The Second Department has further found that substantial compliance with the rules is required, and such a showing must be made on a prima facie basis as part of the moving party’s papers. Gottlieb v. Gottlieb, 101 A.D.3d 678, 679 (2d Dept. 2012) citing 22 NYCRR 1400.2, 1400.3; Hovanec v. Hovanec, 79 A.D.3d 816, 817 (2d Dept. 2010); Gahagan at 864.

Additionally, the courts have found that when an attorney fails to provide the client with itemized bills at least every 60 days, the case should be dismissed. (see Bishop v. Bishop, supra at 383; Julien v. Machson, 245 A.D.2d 122).

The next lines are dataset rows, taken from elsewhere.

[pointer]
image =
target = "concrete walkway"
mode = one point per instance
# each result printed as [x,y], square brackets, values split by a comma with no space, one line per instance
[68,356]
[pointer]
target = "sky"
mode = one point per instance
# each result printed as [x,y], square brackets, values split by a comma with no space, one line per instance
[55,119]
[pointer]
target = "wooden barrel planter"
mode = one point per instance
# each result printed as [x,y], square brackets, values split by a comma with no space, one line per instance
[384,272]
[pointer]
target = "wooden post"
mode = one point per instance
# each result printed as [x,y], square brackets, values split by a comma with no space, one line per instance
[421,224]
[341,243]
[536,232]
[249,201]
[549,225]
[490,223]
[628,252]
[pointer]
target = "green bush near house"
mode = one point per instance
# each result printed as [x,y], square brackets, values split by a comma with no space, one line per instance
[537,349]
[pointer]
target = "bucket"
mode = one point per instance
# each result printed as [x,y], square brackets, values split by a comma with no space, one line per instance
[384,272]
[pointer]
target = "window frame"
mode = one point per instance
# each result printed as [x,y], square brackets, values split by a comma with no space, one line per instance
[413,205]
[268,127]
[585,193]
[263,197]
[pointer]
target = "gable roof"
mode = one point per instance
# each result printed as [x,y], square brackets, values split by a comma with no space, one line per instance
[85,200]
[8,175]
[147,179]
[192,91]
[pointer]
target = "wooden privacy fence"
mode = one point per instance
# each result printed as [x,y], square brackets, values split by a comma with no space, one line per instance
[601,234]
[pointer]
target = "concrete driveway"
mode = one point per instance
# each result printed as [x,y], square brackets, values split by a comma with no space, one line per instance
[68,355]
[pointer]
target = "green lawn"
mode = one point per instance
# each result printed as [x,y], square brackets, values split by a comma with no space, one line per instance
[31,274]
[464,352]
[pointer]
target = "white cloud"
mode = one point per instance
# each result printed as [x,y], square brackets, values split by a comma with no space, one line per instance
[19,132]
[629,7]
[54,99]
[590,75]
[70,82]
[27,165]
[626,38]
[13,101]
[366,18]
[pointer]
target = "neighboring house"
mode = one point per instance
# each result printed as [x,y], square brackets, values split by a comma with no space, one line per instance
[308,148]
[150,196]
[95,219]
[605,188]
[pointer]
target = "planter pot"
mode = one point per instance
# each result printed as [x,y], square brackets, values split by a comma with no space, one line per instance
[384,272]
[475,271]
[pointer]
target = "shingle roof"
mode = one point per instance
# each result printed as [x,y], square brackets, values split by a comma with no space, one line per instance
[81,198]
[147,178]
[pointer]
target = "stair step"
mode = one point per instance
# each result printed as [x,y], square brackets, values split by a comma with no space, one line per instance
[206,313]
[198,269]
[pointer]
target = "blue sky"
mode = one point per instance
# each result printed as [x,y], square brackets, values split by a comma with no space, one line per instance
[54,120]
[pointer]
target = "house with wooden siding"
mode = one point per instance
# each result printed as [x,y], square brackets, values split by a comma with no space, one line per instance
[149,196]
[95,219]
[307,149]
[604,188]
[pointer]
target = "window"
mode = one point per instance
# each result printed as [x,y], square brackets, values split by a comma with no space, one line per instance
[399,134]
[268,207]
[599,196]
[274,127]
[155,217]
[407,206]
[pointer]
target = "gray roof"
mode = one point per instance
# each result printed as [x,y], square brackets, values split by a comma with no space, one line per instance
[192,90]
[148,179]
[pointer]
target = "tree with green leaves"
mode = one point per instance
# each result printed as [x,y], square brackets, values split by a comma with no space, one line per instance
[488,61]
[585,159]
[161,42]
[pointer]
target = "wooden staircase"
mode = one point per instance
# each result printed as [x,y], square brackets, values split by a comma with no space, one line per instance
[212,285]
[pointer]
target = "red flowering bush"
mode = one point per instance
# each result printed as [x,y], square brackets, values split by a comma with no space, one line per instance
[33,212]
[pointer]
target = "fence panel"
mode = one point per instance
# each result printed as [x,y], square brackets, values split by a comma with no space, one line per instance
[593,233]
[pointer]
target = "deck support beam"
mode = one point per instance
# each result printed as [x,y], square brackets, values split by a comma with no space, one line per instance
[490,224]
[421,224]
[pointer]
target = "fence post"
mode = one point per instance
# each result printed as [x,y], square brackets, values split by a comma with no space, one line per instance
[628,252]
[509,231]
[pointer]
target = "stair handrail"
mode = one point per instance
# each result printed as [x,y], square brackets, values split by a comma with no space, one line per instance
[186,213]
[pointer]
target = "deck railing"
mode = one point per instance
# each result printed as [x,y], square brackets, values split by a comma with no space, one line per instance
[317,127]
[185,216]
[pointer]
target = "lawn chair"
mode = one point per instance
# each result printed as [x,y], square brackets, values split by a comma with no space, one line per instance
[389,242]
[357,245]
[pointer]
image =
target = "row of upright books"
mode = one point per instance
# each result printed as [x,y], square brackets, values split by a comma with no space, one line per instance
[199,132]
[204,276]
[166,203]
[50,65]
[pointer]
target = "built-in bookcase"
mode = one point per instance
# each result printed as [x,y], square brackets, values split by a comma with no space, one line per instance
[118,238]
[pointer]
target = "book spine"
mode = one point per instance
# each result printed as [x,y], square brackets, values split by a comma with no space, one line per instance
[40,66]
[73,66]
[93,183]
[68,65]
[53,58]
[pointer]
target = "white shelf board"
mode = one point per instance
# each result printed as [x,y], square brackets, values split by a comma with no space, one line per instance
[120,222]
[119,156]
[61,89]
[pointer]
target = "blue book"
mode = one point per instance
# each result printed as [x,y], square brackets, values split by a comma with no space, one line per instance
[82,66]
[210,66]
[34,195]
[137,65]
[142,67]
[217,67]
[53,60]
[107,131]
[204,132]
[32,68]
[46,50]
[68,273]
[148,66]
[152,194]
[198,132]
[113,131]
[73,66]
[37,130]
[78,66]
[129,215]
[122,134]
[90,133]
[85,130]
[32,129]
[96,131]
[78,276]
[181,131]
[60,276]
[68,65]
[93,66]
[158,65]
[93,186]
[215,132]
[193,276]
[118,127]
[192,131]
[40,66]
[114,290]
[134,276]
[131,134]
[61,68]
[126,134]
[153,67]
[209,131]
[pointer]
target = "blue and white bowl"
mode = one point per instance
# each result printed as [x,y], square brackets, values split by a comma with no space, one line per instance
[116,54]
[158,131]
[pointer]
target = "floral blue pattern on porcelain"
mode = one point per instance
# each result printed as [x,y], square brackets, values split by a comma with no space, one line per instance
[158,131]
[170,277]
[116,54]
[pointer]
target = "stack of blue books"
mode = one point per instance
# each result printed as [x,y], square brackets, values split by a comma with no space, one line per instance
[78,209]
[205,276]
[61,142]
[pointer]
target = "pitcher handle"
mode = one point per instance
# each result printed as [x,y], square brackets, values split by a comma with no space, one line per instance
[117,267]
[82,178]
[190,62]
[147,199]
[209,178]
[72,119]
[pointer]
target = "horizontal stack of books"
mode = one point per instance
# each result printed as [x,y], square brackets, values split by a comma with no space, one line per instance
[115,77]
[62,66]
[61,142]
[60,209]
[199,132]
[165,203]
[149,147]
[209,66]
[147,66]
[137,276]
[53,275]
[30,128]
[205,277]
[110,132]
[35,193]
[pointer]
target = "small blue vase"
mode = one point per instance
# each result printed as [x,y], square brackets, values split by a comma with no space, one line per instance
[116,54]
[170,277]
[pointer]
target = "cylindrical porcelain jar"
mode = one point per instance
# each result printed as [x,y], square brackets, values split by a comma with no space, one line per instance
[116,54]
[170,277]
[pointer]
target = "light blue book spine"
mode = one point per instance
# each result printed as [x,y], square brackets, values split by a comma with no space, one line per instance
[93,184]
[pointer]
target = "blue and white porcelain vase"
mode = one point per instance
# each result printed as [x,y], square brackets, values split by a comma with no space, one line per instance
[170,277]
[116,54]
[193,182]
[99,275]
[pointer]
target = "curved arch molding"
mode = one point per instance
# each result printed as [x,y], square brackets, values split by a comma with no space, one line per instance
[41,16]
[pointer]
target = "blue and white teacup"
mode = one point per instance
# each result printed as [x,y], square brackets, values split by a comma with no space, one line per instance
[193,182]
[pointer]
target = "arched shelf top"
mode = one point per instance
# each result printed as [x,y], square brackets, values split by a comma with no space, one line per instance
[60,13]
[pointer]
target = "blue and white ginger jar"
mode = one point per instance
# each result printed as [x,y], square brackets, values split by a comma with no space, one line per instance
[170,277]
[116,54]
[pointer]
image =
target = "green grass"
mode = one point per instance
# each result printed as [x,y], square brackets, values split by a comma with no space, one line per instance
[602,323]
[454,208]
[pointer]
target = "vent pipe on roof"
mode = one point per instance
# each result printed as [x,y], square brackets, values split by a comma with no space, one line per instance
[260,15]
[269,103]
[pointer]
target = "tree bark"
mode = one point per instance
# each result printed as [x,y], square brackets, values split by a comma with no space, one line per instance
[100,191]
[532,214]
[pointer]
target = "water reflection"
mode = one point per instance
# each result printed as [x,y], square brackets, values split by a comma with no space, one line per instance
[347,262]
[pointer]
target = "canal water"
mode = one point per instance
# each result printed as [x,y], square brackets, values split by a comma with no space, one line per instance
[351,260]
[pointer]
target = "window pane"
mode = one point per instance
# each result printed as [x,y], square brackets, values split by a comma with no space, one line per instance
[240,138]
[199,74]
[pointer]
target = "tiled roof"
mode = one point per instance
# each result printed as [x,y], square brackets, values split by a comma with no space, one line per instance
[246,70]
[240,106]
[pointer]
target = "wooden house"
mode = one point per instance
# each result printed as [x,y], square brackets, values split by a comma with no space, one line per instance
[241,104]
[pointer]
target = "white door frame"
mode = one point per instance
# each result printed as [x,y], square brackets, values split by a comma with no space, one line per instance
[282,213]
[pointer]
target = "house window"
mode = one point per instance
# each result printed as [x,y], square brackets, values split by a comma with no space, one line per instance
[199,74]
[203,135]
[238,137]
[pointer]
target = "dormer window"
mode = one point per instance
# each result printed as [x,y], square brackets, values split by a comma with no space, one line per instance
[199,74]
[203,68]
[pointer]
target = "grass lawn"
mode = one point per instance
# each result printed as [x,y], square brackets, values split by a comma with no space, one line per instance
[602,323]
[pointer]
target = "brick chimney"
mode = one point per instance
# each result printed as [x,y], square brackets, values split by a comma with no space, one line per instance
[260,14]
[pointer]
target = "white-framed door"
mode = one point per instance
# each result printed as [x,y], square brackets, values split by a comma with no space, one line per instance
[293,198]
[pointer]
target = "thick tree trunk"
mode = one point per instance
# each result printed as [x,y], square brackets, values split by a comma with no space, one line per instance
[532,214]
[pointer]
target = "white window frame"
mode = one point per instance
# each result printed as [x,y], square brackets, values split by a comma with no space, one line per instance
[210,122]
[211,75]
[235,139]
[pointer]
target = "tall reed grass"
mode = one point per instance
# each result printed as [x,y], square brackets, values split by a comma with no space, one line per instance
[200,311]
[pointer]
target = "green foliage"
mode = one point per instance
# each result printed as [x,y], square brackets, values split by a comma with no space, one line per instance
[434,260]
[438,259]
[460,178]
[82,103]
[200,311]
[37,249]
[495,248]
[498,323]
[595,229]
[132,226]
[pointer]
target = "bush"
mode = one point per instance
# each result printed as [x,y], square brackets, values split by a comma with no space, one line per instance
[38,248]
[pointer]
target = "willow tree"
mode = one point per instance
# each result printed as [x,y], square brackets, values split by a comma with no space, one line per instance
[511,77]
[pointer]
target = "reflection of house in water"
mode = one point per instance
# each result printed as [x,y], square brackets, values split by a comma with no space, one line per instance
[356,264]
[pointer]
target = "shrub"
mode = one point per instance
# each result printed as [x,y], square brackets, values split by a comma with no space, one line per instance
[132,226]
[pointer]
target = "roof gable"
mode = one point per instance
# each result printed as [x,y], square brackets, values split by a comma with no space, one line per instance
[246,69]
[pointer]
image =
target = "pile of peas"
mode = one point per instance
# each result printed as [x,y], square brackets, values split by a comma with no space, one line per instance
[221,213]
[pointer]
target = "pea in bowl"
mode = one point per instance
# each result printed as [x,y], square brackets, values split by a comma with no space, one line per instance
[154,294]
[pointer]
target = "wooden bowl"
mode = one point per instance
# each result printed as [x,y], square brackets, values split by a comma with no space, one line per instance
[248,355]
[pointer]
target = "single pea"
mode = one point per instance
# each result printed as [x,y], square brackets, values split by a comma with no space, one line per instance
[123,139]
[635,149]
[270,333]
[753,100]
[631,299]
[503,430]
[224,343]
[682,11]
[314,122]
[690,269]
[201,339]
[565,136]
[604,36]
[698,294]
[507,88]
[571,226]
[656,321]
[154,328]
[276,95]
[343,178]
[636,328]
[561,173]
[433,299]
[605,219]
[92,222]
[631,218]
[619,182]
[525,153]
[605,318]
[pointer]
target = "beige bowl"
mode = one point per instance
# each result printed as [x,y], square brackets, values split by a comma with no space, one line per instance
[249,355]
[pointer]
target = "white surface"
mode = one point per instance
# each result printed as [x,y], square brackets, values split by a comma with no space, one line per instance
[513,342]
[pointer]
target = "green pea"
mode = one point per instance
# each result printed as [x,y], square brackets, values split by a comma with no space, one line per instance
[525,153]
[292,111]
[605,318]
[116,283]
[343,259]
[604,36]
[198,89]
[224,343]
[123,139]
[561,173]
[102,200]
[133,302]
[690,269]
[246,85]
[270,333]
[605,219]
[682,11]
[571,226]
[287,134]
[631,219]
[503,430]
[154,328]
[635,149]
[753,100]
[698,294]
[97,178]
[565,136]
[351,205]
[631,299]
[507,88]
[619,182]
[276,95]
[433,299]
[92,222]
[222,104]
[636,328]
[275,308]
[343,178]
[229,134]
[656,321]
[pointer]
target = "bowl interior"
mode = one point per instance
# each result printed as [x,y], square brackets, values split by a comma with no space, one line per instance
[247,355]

Furthermore, in Kaplowitz v. Newman, 185 Misc.2d 205 (2d Dept. 2010), the Second Department found that where the attorney sent only three bills to the defendant over a two-and-a-half-year time period, the attorney’s utter failure to abide by these rules vitiated the attorney’s right to his legal fees (see Julien v. Machson at Id.)

This seems to mean that the attorney making the motion for attorney fees must show the work that he did, how that work was calculated, that the fee charged was fair according to the attorney’s reputation and that bills were sent every 60 days or less to their client.

Additionally, in Wagman the court found that: “§22 NYCRR 1400.1 required the plaintiff’s counsel to render a written bill at least every 60 days, there is no evidence that any bill was rendered and none was submitted in support of the motion for an amount of an attorney’s fee. This failure alone warrants the denial of the motion.” Wagman at 263 citing Julien v. Machson at Id.; Kaplowitz v. Newman, 185 Misc.2d 205.

On another point, in Law Office of Sheldon Eisenberger v. Blisko, the First Department found that a law firm could not collect fees from beyond the wording of the retainer agreement. Law Office of Sheldon Eisenberger v. Blisko, 106 A.D.3d 650, 651 (1st Dept. 2013).

In Blisko, the attorneys for plaintiff agreed that the plain language of the retainer between the parties stated that the law office’s representation of Elaine Blisko included work leading up to a trial, but not including an actual trial. Id at 651. Indeed, the law office acknowledged that the retainer did not include representation at trial. Id. at 652. The court found that following the commencement of the trial in that case, the??retainer between the law office and Blisko terminated and plaintiff was representing Blisko without a written retainer. Id. (see Sherman, 34 A.D.3d at 671).

Therefore, attorneys must be so careful in what wording is in the retainer as they will be limited to those words.

In Daniele v. Putillo 97 A.D.3d 512, 513 (1st Dept. 2012), the court found that:

[T]he record shows that a copy of the executed retainer was filed with the court on May 14, 2004, along with the updated statement of net worth. Even if plaintiff, as substituted counsel, should have filed the retainer within 10 days of its execution, he substantially complied with the requirements by filing the executed copy with the updated statement of net worth.

97 A.D.3d 512, 513 (1st Dept. 2012). The court additionally found that the retainer was signed March 2004 and filed with the court in May of 2004. Id.

Timing and Filing

The courts seem to agree that there is no set statute of limitations for filing the retainer at 10 days exactly. However, there seems to be agreement that if it is not done within a reasonable time (three months seems to be the longest), an attorney may be denied attorney fees for their failure. Advice for counsel on new cases would be to file the retainer with the statement of net worth. If an attorney is retained as counsel to take over the case of previous counsel, they should immediately file the retainer with the court.

If the above is followed, most requests for attorney fees will be decided on the merits of the particular case and not on the question of whether the attorneys complied with the statutes and case law.